In this paper we discuss a protocol for charging a two-level quantum battery using a bipartite charger composed of two quantum harmonic oscillators. As one of its features, it allows us to fully charge the battery and is universally optimal in the regime of a single excitation added as energy input. We also make use of a selective interaction to extend the protocol for a different class of quantum states and show that, in this case, the presence of quantum coherence can be harnessed as energetic resource to charge multiple similar batteries.
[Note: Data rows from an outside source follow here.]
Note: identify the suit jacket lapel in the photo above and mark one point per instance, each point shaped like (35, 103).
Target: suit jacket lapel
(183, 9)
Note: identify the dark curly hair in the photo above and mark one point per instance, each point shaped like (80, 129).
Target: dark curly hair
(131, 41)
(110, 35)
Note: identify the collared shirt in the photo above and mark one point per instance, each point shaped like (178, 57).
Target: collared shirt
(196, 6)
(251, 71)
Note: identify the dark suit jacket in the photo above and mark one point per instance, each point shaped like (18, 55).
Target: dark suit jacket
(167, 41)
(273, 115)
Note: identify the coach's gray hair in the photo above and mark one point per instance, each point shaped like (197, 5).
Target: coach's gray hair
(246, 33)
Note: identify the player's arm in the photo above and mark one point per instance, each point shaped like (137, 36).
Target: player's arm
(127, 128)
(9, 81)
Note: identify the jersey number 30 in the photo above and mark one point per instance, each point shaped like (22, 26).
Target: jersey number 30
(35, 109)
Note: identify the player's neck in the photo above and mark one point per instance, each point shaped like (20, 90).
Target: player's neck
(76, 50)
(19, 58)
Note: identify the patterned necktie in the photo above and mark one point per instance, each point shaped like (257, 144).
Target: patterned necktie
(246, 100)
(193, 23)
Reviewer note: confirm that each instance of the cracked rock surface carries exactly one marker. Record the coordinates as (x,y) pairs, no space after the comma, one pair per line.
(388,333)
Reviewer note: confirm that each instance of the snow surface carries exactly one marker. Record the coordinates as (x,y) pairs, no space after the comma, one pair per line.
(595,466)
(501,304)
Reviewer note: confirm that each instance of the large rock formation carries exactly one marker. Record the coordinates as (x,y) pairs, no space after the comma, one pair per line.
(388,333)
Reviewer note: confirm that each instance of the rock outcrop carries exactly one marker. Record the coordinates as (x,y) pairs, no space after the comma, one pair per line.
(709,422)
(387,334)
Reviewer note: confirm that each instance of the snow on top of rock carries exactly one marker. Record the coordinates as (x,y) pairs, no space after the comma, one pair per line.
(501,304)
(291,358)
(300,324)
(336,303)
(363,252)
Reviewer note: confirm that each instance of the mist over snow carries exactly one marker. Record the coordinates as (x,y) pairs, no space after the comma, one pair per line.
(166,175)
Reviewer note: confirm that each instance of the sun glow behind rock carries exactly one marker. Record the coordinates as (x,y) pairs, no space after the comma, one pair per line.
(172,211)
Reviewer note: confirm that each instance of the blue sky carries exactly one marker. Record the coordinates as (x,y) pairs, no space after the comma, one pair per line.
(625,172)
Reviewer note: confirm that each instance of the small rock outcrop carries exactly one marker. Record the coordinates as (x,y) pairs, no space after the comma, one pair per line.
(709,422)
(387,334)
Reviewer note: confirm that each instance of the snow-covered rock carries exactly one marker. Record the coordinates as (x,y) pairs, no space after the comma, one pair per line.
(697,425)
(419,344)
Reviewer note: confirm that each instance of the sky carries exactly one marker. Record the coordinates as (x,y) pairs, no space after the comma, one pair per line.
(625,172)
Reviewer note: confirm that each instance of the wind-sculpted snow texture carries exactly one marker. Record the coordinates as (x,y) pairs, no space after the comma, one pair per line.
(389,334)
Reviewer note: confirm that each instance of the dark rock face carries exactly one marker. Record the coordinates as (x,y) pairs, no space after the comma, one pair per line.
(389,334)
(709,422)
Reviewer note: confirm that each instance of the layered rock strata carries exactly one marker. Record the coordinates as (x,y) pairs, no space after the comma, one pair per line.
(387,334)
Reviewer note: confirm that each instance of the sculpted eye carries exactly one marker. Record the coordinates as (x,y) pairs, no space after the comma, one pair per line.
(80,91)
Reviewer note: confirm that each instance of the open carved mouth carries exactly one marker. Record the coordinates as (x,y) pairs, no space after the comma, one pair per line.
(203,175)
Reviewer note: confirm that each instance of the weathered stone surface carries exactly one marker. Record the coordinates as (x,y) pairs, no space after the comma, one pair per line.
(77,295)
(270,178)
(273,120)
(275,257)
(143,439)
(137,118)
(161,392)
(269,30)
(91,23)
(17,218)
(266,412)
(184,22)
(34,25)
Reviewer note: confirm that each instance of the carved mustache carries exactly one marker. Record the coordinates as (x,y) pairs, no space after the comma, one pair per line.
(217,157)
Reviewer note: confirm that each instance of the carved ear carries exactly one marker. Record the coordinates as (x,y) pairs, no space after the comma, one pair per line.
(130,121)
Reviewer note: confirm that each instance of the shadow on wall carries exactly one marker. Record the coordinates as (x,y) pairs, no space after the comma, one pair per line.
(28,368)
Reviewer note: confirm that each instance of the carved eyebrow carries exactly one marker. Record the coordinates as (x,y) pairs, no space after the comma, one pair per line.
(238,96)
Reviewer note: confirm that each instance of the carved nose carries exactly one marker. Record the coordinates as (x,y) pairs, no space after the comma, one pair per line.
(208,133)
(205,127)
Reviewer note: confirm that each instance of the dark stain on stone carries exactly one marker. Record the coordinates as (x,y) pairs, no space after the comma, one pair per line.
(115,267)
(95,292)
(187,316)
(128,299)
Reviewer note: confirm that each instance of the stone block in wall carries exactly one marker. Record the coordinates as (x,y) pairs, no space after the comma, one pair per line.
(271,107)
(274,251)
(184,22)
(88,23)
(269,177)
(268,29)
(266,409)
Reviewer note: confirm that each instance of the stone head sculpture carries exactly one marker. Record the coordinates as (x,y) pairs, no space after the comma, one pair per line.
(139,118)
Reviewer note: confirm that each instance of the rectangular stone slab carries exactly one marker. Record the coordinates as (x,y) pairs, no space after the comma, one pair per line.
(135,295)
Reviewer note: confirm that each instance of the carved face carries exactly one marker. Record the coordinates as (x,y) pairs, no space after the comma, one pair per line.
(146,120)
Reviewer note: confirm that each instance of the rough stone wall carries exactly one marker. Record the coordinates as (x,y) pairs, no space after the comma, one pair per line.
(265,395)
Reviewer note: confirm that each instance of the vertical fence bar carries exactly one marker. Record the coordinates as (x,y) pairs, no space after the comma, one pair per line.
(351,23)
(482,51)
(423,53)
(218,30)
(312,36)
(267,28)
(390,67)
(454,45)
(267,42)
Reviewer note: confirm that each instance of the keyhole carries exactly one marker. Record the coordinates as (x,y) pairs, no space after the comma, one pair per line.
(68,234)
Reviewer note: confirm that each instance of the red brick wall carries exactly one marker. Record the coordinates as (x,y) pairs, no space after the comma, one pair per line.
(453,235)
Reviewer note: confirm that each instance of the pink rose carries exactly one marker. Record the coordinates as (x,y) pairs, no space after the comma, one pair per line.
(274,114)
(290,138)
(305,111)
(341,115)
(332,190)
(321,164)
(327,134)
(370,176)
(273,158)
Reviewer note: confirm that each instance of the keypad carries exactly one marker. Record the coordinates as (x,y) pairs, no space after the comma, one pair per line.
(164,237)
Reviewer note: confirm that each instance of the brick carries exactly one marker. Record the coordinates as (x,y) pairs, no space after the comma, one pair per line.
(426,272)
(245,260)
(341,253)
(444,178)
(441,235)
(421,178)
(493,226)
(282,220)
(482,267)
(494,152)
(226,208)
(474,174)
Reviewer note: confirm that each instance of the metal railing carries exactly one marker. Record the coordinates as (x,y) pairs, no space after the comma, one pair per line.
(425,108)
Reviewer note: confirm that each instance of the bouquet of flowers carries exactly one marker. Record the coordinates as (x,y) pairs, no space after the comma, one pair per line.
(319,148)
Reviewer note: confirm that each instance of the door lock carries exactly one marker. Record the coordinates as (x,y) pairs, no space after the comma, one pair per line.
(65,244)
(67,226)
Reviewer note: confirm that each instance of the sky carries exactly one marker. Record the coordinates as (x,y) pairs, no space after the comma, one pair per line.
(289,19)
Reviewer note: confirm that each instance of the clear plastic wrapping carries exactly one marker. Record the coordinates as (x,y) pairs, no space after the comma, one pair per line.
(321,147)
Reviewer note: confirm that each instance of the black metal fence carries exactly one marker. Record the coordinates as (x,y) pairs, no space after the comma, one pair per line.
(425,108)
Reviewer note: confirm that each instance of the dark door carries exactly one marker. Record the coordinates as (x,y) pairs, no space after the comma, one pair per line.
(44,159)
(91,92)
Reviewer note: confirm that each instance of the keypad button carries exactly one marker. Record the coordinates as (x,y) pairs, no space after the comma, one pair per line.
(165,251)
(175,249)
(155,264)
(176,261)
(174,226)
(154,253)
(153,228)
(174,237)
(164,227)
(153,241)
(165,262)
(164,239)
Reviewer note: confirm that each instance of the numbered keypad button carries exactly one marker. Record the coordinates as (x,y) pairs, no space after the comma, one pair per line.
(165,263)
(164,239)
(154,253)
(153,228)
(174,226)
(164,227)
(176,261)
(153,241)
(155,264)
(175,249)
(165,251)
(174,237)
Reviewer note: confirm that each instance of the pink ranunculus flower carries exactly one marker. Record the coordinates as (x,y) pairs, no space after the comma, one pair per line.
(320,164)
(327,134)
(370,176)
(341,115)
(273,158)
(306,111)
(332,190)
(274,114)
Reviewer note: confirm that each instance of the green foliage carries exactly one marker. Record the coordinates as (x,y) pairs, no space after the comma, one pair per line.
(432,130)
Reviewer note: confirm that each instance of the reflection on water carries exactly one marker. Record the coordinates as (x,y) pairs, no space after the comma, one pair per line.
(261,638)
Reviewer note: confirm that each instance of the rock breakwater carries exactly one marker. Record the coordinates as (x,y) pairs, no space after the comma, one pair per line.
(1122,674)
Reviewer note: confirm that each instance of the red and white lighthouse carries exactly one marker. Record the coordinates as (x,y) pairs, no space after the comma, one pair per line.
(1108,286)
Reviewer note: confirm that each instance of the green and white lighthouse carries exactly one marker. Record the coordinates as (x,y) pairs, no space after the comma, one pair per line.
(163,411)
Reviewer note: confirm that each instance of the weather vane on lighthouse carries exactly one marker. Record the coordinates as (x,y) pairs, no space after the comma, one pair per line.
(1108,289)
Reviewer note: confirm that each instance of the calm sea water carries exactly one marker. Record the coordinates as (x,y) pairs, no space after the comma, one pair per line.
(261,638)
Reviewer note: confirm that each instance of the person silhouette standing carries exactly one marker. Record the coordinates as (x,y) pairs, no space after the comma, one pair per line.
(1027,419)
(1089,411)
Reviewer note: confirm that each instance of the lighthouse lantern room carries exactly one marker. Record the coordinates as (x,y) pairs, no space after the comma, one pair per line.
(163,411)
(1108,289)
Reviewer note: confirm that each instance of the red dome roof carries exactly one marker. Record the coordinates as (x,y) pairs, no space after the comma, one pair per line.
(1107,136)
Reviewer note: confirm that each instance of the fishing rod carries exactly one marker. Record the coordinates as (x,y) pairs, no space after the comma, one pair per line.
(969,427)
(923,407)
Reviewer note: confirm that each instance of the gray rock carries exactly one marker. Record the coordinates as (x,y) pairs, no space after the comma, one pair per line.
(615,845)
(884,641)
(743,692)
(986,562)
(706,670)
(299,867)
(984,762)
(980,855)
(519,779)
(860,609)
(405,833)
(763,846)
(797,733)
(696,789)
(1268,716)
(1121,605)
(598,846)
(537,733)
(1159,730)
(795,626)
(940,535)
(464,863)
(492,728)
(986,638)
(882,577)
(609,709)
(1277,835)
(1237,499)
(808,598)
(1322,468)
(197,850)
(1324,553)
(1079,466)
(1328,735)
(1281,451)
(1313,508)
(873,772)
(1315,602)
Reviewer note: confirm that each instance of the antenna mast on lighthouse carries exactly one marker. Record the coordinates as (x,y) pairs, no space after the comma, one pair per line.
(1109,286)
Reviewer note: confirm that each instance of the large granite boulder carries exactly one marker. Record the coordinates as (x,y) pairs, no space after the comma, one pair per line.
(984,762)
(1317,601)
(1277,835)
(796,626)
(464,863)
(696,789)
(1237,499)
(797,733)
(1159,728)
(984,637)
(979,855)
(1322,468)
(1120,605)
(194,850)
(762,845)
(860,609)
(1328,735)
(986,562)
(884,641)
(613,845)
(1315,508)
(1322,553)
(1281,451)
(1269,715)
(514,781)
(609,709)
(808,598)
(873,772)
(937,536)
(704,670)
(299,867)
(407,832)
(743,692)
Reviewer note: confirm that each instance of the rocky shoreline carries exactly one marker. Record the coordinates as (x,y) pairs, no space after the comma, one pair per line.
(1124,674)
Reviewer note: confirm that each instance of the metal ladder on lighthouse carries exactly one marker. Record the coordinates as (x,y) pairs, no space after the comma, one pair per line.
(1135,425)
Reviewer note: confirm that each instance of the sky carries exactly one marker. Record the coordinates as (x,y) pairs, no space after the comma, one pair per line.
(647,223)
Among these, we also explore symmetries of the derived effective dynamics to quickly discuss how the same protocol can be adapted to the task of \textit{active state resetting}, a task which is particularly useful in the quantum computation area.

Figures (8)

• Figure 1: Full dynamics (left) connecting two quantum harmonic oscillators to a three level system. The dispersive regime gives rise to an effective interaction mixing the three different subsystems (right).
• Figure 2: The temperature range for the optimal operation of our protocol is mainly limited by the presence of initial population in the level $\ket{i}$ of the qutrit, which does not evolve in the time scale of the effective evolution and therefore does not contribute to the battery's energy gain. In these plots we present the time evolution of the internal energy in the effective qubit for the two extremal temperatures in the allowed range. As it can be seen, the SPATS scenario makes the protocol robust against temperature variations in this range, in comparison to the DTS case.
• Figure 3: Qubit's maximal internal energy for an initial inefficient SPATS left mode, as a function of its efficiency of creation. The dots represent the same quantity for the DTS initial state at the respective temperature.
• Figure 4: Qubit's internal energy in the charging protocol (upper) and ground level population in the resetting protocol (lower). Both plots are evaluated for different bare coupling strength's values and dimensionless temperature $\overline{T} = 0.1$.
• Figure 5: Final state of each qubit after interacting with the charger. The three plots show the regimes $\chi\ll 1$, $\chi = 1$, and $\chi \gg 1$, respectively. The leftmost points, as well as the drawn lines, represent the thermal population of each qubit before interaction and are fixed by the dimensionless temperature $\overline{T} = 0.1$.